At 30 or so, she risked her life, left everything, and escaped by boat alongside her one-year-old son, husband, and a few family members. She arrived at a refugee camp in the Philippines, where she had another son. Because my Dad fought for the South, my family was allowed to immigrate to America. There, they had another son, and then me, their only daughter.
I, on the otherhand, was raised in America. When I was 6, my Dad died. Food stamps and housing assistance kept us afloat. My mom worked multiple jobs to support and shed us of government assistance. I was continually encouraged to pursue an education, jumping into GATE and magnet programs before making my way through Cal.

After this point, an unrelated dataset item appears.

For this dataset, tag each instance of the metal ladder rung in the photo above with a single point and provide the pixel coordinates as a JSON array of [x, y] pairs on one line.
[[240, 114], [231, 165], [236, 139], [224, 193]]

At 27, I moved to Cambodia by way of plane so I could learn more about the ways of the world. I had a suitcase with all my necessities, a decent living situation, and a community for support. I only had myself to look after.
In Cambodia, I see that people are poor. Many rural families don’t have electricity. Floating villages rely on the sullied water they live on for cooking, cleaning, and waste disposal. Education is not for all, as poor children are pulled out of school and forced by circumstance to work. In school, it is not uncommon for teachers to demand small bribes from students due to low wages. While young men can pursue higher education by living in temples during school, young women do not have such an option. That’s why the Harpswell Foundation exists.
Mom, was this how life was like for you in Việt Nam?
When I came to Cambodia, I thought I was just passing through before returning home to America. Now, I have all these questions about where home actually is, where I want it to be. These 7,000+ miles between us have actually brought me closer to my origins and to you in ways that Little Saigon could never do. It’s still in America after all.
Mẹ ơi, next month when I return to Việt Nam for the first time in 9 years for Ba’s đám giỗ at Ông Nôi’s house, I hope you can understand my decision to stay in this region indefinitely. I’m finding my roots to be closer to you and our family. I want to know what it’s like to be surrounded by the music of our native tongue, to continue to see faces that look like mine. I want to have more moments with Grandpa since he’s 93, and I’m not sure if I’ll get that chance again. It’s been way too long since I’ve had Cô Sương’s phở. I want to get to know my cousins, their spouses I’ve never met, their children I didn’t even know existed. I desperately yearn to understand what it’s like to be Vietnamese in Việt Nam.
I know you disagree with me taking my Berkeley brain back to the country you fled from. But in Cambodia, I’ve learned so much about the meaning of family, ancestry, and tradition. Imagine what I’ll learn when I’m actually in the place of our origins. (Okay, maybe I’ll learn nothing and hate it and quickly return to America.)
I’m sorry I can’t celebrate your birthday with you today. Please know that I’m thinking of you and love you very much. Happy Birthday Mẹ thương của con!